Slack is a powerful and intuitive collaborative messaging platform for the workplace that makes email feel woefully antiquated. It puts every chatting feature you can imagine into an attractive and customizable interface, making it seamless to communicate with individual coworkers or larger groups across your organization. You even get audio and video meeting capabilities, along with thousands of integration options. The app can now even use AI to develop workflows for action items under discussion and summarize long chat discussions. While it carries a premium price, Slack earns our Editors' Choice award thanks to its accessible, friendly design and unbeatable collection of messaging capabilities.
Slack's perpetually free plan is quite generous. It allows you to set up a custom workspace and take advantage of all core messaging features, such as creating channels and sharing files. This tier supports 1:1 meetings and external messages, 90 days of message history, and up to 10 integrations. You should try the free version before you start paying for a monthly subscription because it very well might be sufficient for your group's needs. Just keep in mind that you can manage posting permissions only for your workspace's main #general channel.
I tested the Pro plan ($7.25 per user per month, billed annually), which removes the limitations on app integrations and messaging history, and introduces group meetings (Huddles) and external messages. This plan unlocks AI-generated summaries of channels and threads, along with action items, key takeaways, and transcripts from meetings. Canvases (collaborative whiteboards), customizable sidebar sections, lists, and templates (organizational spaces for projects and processes) become available here, too.
The Business+ plan ($15 per user per month, billed annually) allows you to control posting permissions for all channels and introduces more AI features. For instance, you can ask the AI to generate a workflow that involves tasks you chatted about with your team, get summaries of shared files, and search for details about conversations and files using natural language. Slack will even provide a daily digest of activity on the channel from the previous day. This level also guarantees a four-hour response time for customer service inquires. An Enterprise+ plan (contact the company for pricing) includes Slack Atlas (an employee directory), along with plenty of extra AI and security features.

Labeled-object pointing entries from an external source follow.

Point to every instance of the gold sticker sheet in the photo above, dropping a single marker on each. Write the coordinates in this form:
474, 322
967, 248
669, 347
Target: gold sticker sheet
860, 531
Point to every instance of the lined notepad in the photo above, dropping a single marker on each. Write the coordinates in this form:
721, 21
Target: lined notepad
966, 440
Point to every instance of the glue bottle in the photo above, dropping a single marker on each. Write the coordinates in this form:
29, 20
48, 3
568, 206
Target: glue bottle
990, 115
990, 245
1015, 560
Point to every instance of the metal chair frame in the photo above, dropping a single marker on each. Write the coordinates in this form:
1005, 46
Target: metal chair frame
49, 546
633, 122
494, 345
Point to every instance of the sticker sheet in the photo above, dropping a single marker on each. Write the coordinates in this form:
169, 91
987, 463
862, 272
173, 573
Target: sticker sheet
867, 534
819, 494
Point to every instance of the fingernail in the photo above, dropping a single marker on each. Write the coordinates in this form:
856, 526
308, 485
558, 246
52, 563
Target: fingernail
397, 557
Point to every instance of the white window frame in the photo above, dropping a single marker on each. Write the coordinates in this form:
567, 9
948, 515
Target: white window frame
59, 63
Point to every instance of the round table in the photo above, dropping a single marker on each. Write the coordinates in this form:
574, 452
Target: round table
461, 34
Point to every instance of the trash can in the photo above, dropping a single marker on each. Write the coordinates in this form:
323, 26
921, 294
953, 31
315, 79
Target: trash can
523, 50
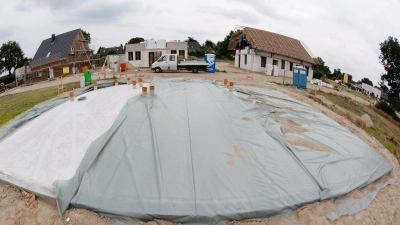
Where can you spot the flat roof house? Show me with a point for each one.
(145, 53)
(69, 49)
(259, 50)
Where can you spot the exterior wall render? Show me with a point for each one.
(256, 67)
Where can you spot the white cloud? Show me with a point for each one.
(346, 34)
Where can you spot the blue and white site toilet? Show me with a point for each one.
(211, 62)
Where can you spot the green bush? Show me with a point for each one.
(7, 79)
(318, 74)
(387, 109)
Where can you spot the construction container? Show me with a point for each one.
(88, 76)
(123, 67)
(210, 58)
(85, 68)
(300, 77)
(161, 43)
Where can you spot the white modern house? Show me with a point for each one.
(145, 53)
(270, 53)
(371, 90)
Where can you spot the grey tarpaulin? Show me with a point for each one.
(41, 108)
(197, 153)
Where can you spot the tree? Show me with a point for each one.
(135, 40)
(191, 39)
(365, 80)
(221, 50)
(98, 50)
(390, 59)
(321, 70)
(112, 52)
(12, 57)
(337, 74)
(209, 44)
(86, 35)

Slack's Pro plan is more expensive than Microsoft Teams' standalone Essentials plan ($4 per user per month, billed annually), but Teams makes you pay extra ($30 per user per month) for Copilot AI features. You also need the Teams Premium add-on ($10 per user per month, billed annually) to unlock the service's best AI and customization features. Of course, Teams becomes a better value if you pay for the Microsoft 365 Business Standard plan ($12.50 per user per month, billed annually), since it includes both Teams and desktop versions of the company's office suite apps.